Makna Belajar di SMP INS – To Know Who I Am, and What I Want
Cari tahu siapa dirimu, dan kemana kamu akan menuju dan berkiprah kelak
“Jangan minta buah mangga dari pohon rambutan. Jadikanlah semua pohon berbuah manis.” Engkoe Mohammad Sjafei, pendiri sekolah nasional INS Kayutanam, 1926, Sumatera Barat.
Ini alasan mengapa siswa perlu tahu siapa dirinya, apa maunya, dan kemana esok melangkah …
Hampir selalu kita temui, di lingkungan keluarga sendiri, seperti orangtua atau kakak, yang berpendidikan di suatu bidang keilmuan tetapi akhirnya berprofesi menekuni bidang lain yang berbeda, atau sama sekali berlainan arah.
Keahlian kesarjanaannya hampir sama sekali tak tergunakan. Yang terpakai hanya kemampuan personal, seperti karakter kepribadian yang kreatif, daya adaptasi, daya fikir, serta kreativitas.

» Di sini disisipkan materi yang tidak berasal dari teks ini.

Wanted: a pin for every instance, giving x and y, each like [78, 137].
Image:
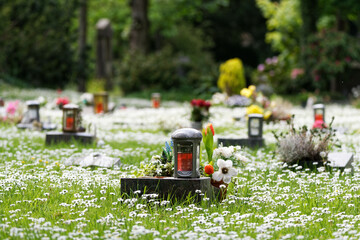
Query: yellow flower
[267, 114]
[254, 109]
[252, 88]
[246, 92]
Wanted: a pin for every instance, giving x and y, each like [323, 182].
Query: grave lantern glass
[101, 101]
[186, 152]
[33, 111]
[255, 125]
[71, 116]
[155, 99]
[319, 112]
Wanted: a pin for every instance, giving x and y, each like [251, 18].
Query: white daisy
[225, 172]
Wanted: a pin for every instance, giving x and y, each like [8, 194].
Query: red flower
[209, 169]
[211, 128]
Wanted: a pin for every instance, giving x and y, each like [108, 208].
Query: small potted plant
[199, 112]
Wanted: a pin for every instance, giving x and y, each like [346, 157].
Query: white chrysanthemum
[225, 172]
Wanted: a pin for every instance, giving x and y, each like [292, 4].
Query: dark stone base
[244, 142]
[45, 126]
[171, 188]
[58, 137]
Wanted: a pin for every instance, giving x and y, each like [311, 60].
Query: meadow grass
[41, 198]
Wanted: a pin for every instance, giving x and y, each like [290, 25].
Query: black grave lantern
[319, 112]
[255, 125]
[186, 152]
[33, 111]
[101, 101]
[71, 118]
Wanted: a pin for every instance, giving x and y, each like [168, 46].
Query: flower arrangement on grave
[160, 165]
[200, 110]
[61, 101]
[303, 146]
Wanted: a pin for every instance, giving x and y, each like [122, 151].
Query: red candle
[318, 117]
[156, 103]
[184, 162]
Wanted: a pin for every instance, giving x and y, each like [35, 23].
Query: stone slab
[170, 187]
[341, 160]
[59, 137]
[244, 142]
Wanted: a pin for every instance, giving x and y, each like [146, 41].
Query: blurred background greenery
[286, 46]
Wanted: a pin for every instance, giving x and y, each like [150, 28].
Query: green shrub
[330, 55]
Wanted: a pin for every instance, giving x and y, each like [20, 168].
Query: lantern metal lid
[186, 133]
[255, 131]
[186, 152]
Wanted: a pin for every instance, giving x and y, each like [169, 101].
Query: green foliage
[183, 63]
[330, 55]
[36, 41]
[274, 72]
[283, 23]
[232, 76]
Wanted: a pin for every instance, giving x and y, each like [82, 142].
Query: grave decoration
[155, 100]
[177, 173]
[101, 102]
[304, 148]
[31, 118]
[94, 159]
[71, 126]
[319, 116]
[225, 158]
[255, 130]
[199, 112]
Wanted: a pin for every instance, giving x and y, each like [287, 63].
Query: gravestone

Ini sesuatu yang sangat ironis.
Betapa sumberdaya manusia Indonesia tak terbentuk dengan optimal, dan begitu banyak energi seseorang terbuang lantaran berputar-putar hingga menemukan versi terbaik dirinya.

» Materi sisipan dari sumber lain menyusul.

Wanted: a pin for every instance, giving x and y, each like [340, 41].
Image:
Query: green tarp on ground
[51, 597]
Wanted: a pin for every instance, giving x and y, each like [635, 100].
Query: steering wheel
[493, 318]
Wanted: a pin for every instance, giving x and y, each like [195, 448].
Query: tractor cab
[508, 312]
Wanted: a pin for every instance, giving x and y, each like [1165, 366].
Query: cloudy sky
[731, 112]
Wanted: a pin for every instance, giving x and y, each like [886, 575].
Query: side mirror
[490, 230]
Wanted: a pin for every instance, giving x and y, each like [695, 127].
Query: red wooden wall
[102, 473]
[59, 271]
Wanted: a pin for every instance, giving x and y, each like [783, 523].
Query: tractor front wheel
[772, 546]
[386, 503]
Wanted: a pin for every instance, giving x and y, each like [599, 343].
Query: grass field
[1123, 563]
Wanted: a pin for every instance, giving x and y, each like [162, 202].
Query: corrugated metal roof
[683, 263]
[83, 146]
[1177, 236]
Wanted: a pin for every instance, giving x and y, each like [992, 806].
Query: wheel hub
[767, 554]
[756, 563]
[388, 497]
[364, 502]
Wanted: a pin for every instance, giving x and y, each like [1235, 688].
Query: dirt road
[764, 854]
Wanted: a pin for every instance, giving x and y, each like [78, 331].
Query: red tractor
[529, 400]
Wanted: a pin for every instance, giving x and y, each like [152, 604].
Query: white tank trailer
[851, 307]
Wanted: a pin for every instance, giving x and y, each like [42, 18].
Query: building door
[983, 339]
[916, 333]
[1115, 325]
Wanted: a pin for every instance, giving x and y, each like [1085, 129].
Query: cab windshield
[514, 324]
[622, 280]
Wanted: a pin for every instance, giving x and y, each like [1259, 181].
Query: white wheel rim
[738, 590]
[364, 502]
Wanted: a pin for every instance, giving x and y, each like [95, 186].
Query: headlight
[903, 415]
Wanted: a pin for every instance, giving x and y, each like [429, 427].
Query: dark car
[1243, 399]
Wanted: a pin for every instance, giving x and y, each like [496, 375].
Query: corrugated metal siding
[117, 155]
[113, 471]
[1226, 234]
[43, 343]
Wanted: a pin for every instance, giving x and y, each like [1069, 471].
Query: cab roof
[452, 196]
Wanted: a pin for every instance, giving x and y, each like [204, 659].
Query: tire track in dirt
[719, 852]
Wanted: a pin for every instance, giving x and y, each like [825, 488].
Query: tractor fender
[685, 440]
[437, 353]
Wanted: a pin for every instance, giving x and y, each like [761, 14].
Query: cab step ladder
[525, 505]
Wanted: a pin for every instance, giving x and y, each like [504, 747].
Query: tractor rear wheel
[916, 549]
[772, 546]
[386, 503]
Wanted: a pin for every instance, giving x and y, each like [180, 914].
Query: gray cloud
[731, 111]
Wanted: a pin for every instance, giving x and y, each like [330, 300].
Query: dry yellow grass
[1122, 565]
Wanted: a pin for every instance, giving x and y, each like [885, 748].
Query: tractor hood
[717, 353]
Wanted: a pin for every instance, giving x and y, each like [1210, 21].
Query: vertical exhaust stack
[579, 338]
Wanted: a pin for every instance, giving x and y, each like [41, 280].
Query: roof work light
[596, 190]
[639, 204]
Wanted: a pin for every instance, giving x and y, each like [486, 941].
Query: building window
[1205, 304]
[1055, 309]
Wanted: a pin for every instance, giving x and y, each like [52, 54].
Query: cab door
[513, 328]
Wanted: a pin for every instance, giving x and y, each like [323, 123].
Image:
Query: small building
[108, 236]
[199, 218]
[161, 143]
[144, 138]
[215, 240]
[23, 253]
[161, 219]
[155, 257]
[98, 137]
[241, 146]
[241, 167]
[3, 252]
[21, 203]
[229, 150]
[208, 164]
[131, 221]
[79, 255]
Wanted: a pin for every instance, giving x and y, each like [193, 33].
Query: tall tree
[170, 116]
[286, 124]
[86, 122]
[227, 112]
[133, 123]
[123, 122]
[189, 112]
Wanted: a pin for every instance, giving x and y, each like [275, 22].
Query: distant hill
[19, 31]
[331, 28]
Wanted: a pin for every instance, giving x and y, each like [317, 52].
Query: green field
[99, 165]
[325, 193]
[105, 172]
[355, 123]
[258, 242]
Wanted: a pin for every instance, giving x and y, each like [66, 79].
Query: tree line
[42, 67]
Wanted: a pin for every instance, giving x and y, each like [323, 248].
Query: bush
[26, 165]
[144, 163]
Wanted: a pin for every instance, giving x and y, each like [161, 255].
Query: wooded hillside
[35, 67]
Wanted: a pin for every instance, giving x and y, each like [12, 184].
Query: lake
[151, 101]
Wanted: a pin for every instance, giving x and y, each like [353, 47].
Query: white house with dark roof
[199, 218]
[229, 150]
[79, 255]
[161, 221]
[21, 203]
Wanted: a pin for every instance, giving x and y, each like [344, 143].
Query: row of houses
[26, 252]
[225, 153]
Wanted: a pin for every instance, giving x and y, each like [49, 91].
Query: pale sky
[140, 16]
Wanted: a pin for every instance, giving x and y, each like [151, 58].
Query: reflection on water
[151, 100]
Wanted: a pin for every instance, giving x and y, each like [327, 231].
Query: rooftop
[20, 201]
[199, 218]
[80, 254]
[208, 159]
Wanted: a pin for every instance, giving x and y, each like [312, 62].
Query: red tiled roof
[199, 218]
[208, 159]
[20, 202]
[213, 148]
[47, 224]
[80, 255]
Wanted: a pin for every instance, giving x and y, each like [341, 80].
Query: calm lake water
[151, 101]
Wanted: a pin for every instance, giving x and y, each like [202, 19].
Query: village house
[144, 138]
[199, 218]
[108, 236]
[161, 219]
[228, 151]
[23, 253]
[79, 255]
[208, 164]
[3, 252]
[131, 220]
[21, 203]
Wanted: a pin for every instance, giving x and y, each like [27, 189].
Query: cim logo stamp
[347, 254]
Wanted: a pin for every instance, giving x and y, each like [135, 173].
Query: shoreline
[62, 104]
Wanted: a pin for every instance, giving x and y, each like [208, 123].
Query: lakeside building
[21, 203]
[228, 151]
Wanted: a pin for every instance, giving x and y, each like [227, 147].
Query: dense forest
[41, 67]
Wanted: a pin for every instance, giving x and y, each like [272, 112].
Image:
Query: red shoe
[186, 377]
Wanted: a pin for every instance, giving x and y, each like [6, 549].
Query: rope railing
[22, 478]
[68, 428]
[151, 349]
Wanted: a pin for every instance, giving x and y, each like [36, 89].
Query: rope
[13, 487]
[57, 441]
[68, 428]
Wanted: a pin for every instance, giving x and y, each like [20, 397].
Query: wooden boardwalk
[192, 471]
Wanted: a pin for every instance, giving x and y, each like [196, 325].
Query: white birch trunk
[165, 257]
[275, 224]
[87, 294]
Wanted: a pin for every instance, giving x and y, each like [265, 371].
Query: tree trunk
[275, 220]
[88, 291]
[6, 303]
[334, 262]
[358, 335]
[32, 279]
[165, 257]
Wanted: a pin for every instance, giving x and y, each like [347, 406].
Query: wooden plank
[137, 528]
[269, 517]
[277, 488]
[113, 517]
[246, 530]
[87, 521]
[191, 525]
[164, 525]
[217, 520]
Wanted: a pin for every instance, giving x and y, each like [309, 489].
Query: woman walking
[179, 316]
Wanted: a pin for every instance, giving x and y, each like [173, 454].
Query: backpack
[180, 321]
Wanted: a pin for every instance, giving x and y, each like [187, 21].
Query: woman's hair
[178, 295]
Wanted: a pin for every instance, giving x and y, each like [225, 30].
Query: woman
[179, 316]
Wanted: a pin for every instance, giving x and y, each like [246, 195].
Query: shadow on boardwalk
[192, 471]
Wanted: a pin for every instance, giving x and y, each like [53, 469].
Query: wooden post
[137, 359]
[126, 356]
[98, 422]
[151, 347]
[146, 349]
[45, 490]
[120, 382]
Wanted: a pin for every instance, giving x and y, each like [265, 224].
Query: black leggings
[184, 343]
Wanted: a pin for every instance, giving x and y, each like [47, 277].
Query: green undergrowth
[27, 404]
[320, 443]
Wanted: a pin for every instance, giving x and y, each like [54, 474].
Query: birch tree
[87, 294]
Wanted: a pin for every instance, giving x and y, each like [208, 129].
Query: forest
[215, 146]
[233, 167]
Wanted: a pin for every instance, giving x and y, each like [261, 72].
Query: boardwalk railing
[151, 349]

Dalam banyak kasus, setelah lulus SMA, seorang anak bingung mau melanjutkan ke bidang apa.
Ketika orangtua bertanya, “mau melanjutkan kemana?”

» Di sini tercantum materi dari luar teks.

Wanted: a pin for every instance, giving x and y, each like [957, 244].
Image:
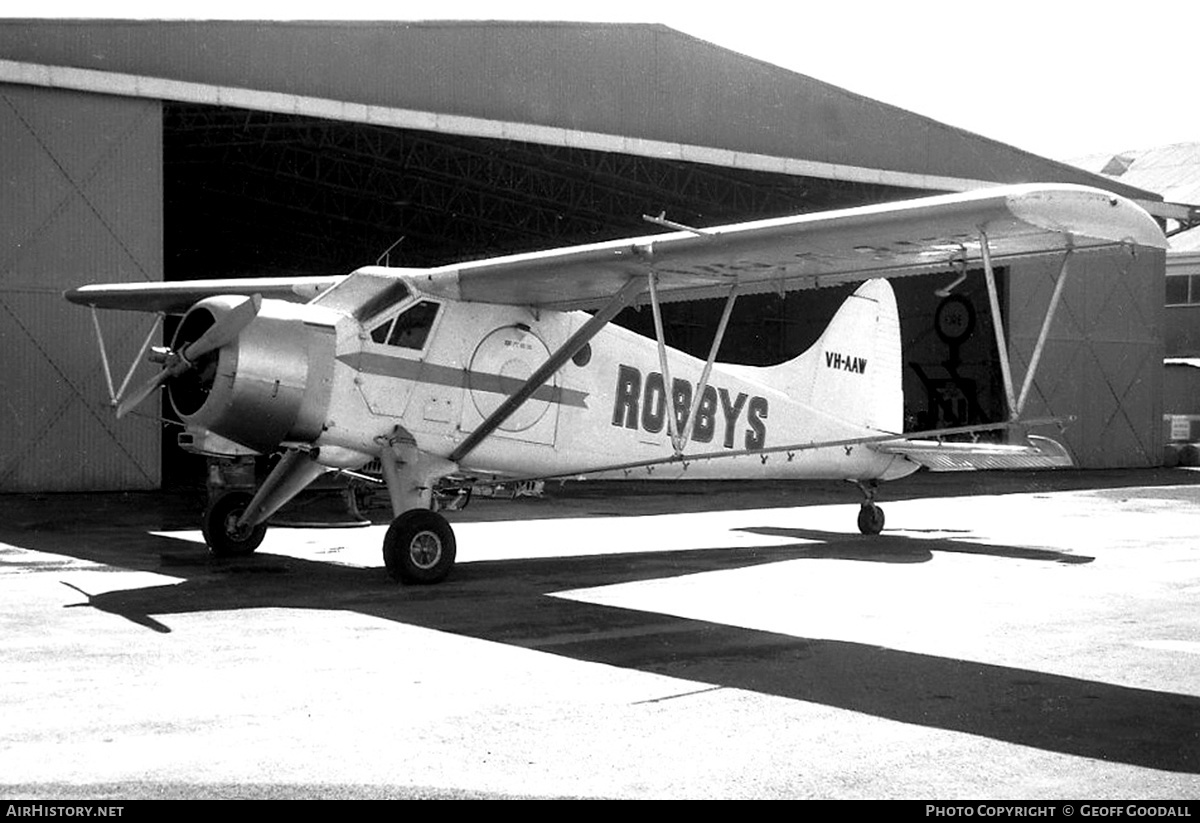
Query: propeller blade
[225, 330]
[135, 397]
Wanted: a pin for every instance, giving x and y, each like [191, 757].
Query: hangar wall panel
[636, 80]
[81, 184]
[1103, 360]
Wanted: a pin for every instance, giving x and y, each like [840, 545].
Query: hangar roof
[635, 89]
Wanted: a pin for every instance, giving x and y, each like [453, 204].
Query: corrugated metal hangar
[153, 150]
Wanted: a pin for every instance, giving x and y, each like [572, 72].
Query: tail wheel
[870, 518]
[221, 530]
[419, 547]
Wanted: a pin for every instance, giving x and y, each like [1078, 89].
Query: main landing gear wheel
[221, 530]
[419, 547]
[870, 518]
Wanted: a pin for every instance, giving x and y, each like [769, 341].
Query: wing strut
[115, 395]
[565, 352]
[1017, 402]
[997, 324]
[1060, 281]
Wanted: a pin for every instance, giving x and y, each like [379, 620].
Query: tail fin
[853, 371]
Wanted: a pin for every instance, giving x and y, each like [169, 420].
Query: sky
[1060, 78]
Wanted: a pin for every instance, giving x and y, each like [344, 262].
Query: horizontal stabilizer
[178, 296]
[1041, 452]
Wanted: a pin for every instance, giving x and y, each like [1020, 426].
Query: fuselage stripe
[402, 368]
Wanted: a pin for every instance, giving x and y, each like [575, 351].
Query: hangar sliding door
[1103, 360]
[81, 179]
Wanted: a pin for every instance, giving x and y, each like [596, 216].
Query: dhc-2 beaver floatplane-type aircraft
[495, 368]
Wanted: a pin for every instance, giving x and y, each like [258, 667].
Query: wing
[814, 250]
[178, 298]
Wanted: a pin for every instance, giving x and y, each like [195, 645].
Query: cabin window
[409, 329]
[1183, 289]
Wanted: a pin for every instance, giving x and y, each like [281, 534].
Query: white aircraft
[493, 368]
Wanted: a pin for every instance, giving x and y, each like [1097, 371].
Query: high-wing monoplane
[496, 368]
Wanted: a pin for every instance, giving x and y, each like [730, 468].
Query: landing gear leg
[870, 516]
[419, 546]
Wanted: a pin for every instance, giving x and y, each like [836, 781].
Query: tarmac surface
[1008, 636]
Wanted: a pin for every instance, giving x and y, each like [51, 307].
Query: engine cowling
[271, 384]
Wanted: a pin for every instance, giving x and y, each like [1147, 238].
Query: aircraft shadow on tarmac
[508, 601]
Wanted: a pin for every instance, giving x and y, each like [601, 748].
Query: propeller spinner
[223, 331]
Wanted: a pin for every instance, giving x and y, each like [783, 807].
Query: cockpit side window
[408, 330]
[413, 326]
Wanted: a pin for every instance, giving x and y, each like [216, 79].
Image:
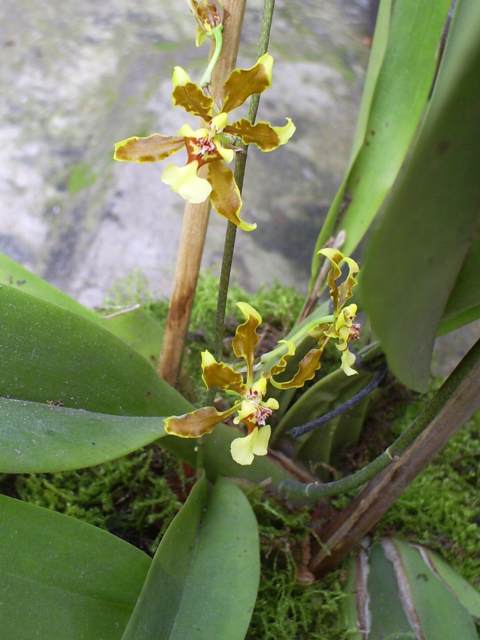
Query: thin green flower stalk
[248, 384]
[240, 165]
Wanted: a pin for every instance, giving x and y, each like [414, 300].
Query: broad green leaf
[204, 578]
[13, 274]
[395, 106]
[466, 594]
[464, 303]
[393, 594]
[62, 579]
[439, 613]
[140, 328]
[416, 254]
[388, 618]
[37, 438]
[50, 354]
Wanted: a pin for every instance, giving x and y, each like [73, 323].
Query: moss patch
[81, 176]
[136, 497]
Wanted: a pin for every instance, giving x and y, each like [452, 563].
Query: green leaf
[392, 593]
[439, 613]
[465, 593]
[464, 303]
[140, 328]
[63, 579]
[13, 274]
[50, 354]
[388, 617]
[38, 438]
[397, 87]
[204, 578]
[417, 252]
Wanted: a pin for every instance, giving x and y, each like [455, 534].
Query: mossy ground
[136, 498]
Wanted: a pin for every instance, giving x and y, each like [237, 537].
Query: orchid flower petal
[244, 449]
[220, 375]
[190, 96]
[243, 83]
[282, 363]
[219, 122]
[197, 423]
[227, 154]
[265, 136]
[348, 359]
[308, 367]
[226, 198]
[246, 337]
[185, 181]
[340, 293]
[151, 149]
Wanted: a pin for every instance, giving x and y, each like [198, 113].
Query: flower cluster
[251, 406]
[208, 18]
[211, 147]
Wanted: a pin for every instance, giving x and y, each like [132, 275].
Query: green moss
[441, 507]
[81, 176]
[136, 497]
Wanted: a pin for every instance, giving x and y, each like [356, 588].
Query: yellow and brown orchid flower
[208, 17]
[250, 406]
[342, 328]
[210, 148]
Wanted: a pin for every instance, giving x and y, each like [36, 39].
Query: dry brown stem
[195, 219]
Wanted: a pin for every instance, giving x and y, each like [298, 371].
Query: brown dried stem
[195, 219]
[446, 413]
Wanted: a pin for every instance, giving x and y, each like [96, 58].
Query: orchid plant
[249, 392]
[211, 147]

biasanya sang anak menjawab, “apa ya.., terserah pilihan ayahbunda saja“, atau “lihat dulu teman-temanku pada ke mana“, atau “ada . ... beberapa, tapi masih pikir-pikir“.
Sebagian siswa yang terjaring program minat bakat dan masuk ke perguruan tinggi ternama, bahkan merasa salah jurusan, karena waktu itu terpikat saran guru pembimbing dan mempertimbangkan kemudahan diterima.
MODEL PENDIDIKAN NATURAL DI JENJANG SMP
Sedikit menoleh ke belakang, saat konsep sekolah SMP the Indonesia Natural School disusun oleh Yayasan Semut Beriring, pada tahun 2008-2009.
Ketika itu, Bunda Arfi Destianti merasakan, betapa kritik pendidikan yang sering dilontarkan beberapa tokoh pendidik nasional seperti (alm) Prof. Mochtar Buchori, dan (alm) Prof. H.A.R Tilaar, terasa begitu mengena dalam pendidikan nasional kita.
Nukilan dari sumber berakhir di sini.